Pazar günü pazarın köründe kalktık. FETÖ darbe girişimi Araştırma Komisyonu Başkanvekili Manisa AK Parti Milletvekili Selçuk Özdağ ile MKYK Üyesi Milletvekili Murat Baybatur'la biraraya gelmek için Saruhan Otel ve Bozköy'deki Kahve Diyarı'na gittik. Gündemi meşgul eden konular üzerine görüştük. Saruhan Otel ve Kahve Diyarı'ndaki gördüklerimi ve dinlediklerini yazacağım.
Pazar günü yine futbol dünyası ile haşır neşir oldum. Başakşehir, Fenerbahçe ve Beşiktaş'ın puan kaybettiği haftada gözler Galatasaray'daydı. Bir Galatasaraylı olarak Aslan'ın Kasımpaşa karşısında ne yapacağını merak ediyordum. Bu maçı izlemeden oğullarım Gökmen ve Gökhan'la Söğütaltı Kahvesi'nde buluşarak Büyükşehir Belediyespor'un Pazarspor ile oynayacağı maça gittim. İlk yarıyı seyrettim. Üşüdüm, ayrıldım. Belediye Başkanı Cengiz Ergün maça gelmemişti. Eşi Şeyda Hanım vardı. Sordum, biraz rahatsızmış. Geçmiş olsun. Eve geldim. Naklen yayınlanan maçların kanalları arasında gezinti yaptım. Bolu-Balıkesir maçının son anlarını izledim. Son anda Balıkesir penaltı ile 3 puanı aldı. Sonra yükselişe geçen Akhisar'ın Gaziantep'te oynadığı maçı izlemeye başladım. Akhisar penaltı kaçırıp Gaziantep'te gol atınca Elazığ-Denizli maçına geçtim. Bir hafta önce Manisaspor'a evinde yenilen Denizli, Elazığ'da goller atıyordu. 3 golle 3 puanı alırken aklıma Akhisar maçı tekrar geldi. Açtım. Maçın sonları oynanıyor. Akhisar 2-1 önde. Maçı da öyle bitirdi. Bravo Akhisar'a dedim.
Galatasaray-Kasımpaşa maçına daha vardı. Göztepe-Yeni Malatya maçını izleyeyim dedim.
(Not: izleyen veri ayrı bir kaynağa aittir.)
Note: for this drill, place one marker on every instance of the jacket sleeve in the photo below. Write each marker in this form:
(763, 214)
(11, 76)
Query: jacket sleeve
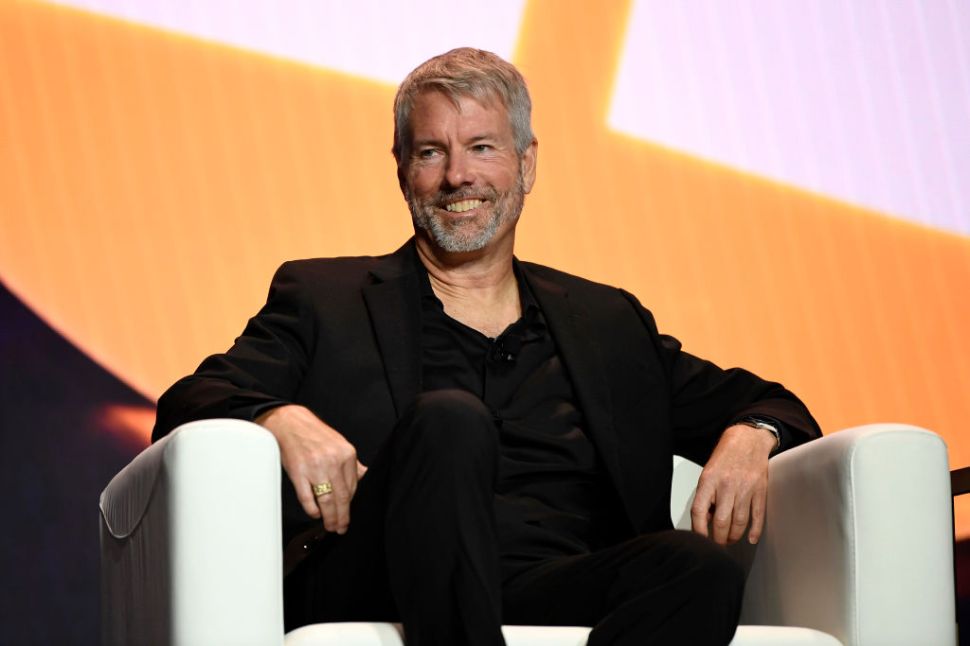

Maçın hakemi Cüneyt Çakır. Önemli maça ünlü hakemi vermişler. Göztepe lider karşısında muhteşem seyircisi önünde iyi oynuyordu. Maçı da kazanmasını bildi. Bu ara aklıma Belediyespor'un maçı geldi. Halbuki maç bitinci oğlum Gökhan arardı, aramadı. Bu işte bir iş var dedim. Sonucun kötü olduğunu anladım. İkinci yarıda yedikleri gollerle Pazarspor'a 2-1 yenildiklerini öğrendim. Bu işin artık tadı kaçtı görüşündeyim. Sıra geldi takımımın maçına. Galatasaray-Kasımpaşa maçına. Galatasaray bildiğimiz futbolu oynuyor. Maçın başında Podolski golünü attı. O kadar yine paslarla işi idare etmeye çalışıyor. İkinci yarının başında her zaman olduğu gibi yine gol yedi. Sinir krizi geçirmemek mümkün değil. Yine yenemeyecek diye düşünürken Bruma entresan bir gol attı. 2-1 öne geçti. Kasımpaşa 10 kişi kaldı. Aslan'dan kükreme bekliyorum. Ne gezer. Kasımpaşa penaltı kazanmaz mı. Dakika 79. Bu Galatasaray adam olmaz dedim. Bir çuval inciri berbat edecekler dedim. İmdadımıza Adem yetişti. Penaltıyı Muslera'ya teslim etti. Bir oh çektim. Maç bitsin diye dua ettim. İyi oynamadan 3 puan alarak Fenerbahçe'nin üstüne çıkmış olduk. Galatasaray'a kızıyorum ama iyi oynayan Beşiktaş'la 3, Başakşehir'le de arada 5 puan var. Zirve mücadelesinde Fenerbahçe'den 1 puan önde. Buna ne denir? Türk futbolunun kalitesinin hali ortada denir. Başka söylenecek söz yok.